By Ben Ratskoff
Because Haredi communities have historically detached their work in Jewish law from the carceral Israeli state, their perspectives on incarceration seem worth exploring in order to imagine alternative political visions of abolitionist Jewish communities. Exploring Haredi perspectives does not mean romanticizing Haredi politics that often align with state racism or ignoring aspects of contemporary Haredi communities harmful to us. It does suggest, however, a Jewish political order grounded in intensive engagement with a wide breadth of Jewish texts and divergent from the Israeli state’s instrumentalization of the Torah. The work of liberation requires shifting and sometimes uneasy alliances; and Haredi perspectives, perhaps counter-intuitively, can suggest a space for often-antagonistic groups of Jews to imagine abolition together.
Rav Asher Weiss, widely considered one of the most erudite and sophisticated living scholars of Jewish law, was asked if he agreed with the assessment of another rabbi that punitive incarceration is a minhag ha’goyim—a tradition of non-Jews—and that we find nowhere in Jewish law that permits such incarceration. After all, the most obvious representation of incarceration in the Torah is Pharoah’s imprisonment of Joseph.

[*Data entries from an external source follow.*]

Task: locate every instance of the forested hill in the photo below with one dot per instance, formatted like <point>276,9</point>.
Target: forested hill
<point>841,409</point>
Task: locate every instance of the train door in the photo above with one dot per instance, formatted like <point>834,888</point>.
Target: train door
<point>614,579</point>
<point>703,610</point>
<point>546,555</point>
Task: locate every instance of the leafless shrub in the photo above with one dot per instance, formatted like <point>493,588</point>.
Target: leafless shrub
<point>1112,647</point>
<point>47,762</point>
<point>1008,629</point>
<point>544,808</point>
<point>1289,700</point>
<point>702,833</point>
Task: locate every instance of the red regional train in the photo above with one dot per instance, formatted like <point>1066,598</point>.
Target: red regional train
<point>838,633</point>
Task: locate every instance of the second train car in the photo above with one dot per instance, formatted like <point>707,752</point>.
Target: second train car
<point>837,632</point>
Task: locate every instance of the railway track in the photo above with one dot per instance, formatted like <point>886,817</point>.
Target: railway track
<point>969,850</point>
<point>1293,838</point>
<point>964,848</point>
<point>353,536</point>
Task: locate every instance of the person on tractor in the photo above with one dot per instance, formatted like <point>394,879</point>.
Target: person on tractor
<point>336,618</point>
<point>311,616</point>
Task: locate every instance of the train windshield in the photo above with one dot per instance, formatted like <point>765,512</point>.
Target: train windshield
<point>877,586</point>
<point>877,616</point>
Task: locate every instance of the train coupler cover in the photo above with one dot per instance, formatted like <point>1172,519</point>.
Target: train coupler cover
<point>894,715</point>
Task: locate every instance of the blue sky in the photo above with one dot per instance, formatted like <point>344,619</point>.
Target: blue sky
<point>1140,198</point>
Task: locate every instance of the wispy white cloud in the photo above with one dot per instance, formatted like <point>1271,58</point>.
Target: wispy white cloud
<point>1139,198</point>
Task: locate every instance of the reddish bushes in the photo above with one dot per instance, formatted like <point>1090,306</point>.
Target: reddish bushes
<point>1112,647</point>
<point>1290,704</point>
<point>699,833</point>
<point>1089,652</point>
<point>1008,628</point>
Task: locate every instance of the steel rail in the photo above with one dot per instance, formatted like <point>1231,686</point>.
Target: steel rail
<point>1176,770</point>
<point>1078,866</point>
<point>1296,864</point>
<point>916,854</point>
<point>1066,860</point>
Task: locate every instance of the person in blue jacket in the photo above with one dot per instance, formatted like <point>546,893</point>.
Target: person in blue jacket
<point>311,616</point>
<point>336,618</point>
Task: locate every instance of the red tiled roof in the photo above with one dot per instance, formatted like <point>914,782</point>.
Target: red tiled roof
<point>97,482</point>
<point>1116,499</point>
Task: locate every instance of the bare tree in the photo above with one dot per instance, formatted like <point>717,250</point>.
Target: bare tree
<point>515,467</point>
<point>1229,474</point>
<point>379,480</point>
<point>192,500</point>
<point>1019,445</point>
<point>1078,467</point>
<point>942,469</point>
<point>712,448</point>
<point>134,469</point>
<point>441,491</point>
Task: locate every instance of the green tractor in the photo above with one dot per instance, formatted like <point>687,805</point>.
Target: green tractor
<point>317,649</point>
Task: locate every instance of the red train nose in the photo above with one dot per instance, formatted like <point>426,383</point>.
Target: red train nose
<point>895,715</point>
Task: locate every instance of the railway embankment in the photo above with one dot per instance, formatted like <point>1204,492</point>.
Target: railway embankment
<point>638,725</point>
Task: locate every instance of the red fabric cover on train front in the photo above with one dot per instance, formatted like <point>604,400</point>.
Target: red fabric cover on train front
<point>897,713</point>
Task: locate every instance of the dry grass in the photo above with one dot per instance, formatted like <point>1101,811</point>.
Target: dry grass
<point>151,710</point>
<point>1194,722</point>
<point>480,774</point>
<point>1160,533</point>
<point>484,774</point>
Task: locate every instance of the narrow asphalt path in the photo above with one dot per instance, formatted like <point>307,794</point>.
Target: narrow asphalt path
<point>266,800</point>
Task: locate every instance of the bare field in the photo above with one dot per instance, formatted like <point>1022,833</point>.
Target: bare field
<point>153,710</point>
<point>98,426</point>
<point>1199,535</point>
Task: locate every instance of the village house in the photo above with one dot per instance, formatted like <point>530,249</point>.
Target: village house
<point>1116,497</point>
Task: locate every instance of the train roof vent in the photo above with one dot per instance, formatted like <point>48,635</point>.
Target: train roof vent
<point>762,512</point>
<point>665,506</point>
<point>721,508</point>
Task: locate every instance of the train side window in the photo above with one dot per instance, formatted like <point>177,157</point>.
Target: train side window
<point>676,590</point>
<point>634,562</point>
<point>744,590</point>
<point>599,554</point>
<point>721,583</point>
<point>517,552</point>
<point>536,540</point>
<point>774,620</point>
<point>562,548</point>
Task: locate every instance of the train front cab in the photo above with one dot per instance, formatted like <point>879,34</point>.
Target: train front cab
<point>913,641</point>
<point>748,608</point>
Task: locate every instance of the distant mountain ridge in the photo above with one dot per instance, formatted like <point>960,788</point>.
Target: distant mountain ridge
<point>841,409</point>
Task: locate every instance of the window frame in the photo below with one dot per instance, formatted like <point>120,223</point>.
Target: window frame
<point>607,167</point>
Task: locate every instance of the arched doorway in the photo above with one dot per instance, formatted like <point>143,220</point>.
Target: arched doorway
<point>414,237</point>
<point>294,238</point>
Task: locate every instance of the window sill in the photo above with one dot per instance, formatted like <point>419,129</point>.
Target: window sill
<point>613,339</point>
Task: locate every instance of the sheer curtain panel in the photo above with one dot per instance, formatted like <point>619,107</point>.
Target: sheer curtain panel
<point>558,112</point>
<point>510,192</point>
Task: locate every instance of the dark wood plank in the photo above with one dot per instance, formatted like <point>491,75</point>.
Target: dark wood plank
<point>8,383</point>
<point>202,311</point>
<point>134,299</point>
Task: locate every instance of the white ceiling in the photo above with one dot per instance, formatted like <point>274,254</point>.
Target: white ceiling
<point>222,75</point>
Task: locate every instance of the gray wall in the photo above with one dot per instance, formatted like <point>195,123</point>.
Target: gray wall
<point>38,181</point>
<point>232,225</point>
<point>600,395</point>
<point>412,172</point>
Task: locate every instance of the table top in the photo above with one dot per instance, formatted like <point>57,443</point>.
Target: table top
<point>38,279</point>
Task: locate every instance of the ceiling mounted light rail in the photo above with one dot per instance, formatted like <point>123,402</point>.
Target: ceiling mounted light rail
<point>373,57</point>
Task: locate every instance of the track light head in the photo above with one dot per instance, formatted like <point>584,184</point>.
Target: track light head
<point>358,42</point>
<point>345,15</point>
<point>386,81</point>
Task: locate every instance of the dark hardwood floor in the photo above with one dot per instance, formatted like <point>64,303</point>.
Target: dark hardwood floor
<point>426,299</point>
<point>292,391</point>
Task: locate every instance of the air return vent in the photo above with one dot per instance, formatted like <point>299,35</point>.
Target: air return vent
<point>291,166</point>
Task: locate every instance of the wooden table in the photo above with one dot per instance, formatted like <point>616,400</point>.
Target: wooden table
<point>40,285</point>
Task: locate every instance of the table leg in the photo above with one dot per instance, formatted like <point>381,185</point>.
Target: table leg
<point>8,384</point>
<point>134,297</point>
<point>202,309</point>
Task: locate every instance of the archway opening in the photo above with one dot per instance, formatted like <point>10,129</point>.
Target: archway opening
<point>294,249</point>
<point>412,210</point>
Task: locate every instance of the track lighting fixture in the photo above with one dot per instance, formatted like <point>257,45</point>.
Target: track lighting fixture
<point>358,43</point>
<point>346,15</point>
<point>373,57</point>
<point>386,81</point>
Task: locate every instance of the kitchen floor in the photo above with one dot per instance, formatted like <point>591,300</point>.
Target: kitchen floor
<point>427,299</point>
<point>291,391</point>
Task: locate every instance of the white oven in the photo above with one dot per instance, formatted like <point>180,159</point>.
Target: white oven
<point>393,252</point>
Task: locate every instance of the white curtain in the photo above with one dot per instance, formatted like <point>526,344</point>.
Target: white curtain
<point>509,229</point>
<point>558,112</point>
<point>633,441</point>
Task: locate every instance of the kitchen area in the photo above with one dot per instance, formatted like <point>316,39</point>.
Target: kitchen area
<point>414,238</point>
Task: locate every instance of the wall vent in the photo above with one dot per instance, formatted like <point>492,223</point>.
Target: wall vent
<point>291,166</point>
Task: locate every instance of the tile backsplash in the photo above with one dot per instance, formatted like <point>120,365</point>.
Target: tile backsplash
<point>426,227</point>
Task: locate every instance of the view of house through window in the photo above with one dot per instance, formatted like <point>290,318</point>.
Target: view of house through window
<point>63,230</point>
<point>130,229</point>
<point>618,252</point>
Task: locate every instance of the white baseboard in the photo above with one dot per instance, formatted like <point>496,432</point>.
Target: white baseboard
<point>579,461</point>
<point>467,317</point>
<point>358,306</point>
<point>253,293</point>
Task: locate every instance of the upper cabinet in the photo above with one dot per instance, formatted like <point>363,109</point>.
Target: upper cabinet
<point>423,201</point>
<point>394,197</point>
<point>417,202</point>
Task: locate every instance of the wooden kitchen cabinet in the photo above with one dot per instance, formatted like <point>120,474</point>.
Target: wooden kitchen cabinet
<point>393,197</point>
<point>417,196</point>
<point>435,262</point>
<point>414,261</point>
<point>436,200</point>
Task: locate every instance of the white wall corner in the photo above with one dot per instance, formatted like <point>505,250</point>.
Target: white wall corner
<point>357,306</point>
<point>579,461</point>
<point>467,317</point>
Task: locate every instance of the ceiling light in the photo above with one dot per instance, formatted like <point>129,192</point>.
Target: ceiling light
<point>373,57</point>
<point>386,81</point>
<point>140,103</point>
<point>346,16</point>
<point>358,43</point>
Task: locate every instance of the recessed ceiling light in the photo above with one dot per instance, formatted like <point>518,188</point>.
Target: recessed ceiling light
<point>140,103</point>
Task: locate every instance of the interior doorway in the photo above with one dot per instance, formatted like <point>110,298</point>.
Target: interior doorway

In the Torah itself, we find incarceration explicitly legislated twice: by the man collecting wood on Shabbos and by the man who pronounced the ineffable divine name. However, based on debates in the Talmud and early Torah commentaries that address these two cases, Rav Asher explains that in both cases the incarceration does not appear as a form of retributive justice; and its application is extremely limited in scope. The incarceration is a temporary custody used only when the appropriate punishment for a crime is either unclear or requires further investigation and witnesses. Even in these uniquely-ambiguous cases, it would be forbidden to incarcerate a person based on the mere suspicion that they committed the crime. Further limiting incarceration’s application, these two cases pertain to capital offences, and Rav Asher finds no reliable source for expanding incarceration’s use beyond such. Historical examples of incarceration in Jewish communities do appear intermittently in the Talmud and subsequent halachic literature, but Rav Asher reviews these and concludes that they demonstrate the use of incarceration solely as a means—for example, to force a person with sufficient income to repay a loan—and not as a retributive end in itself. It is from within this space—the space between Jewish law’s refusal to legislate punitive incarceration and the present Israeli state’s instrumentalization of Jewish law for its own political ambitions—that I wish to imagine a political vision of Jewish abolition. This suggestion should not imply a pure return to the Torah’s legal system; after all, even without incarceration, there remains within this system the possibility of corporal and capital punishment as well as exclusions and erasures that wound myself, a queer Jew, and many others. But it does advocate creative and humble engagement with this legal system that developed in tension with the present carceral order, whether in the United States or Israel, and suggests the perhaps surprising spaces in which those working towards abolition might find both resources for the imagination as well as potential allies.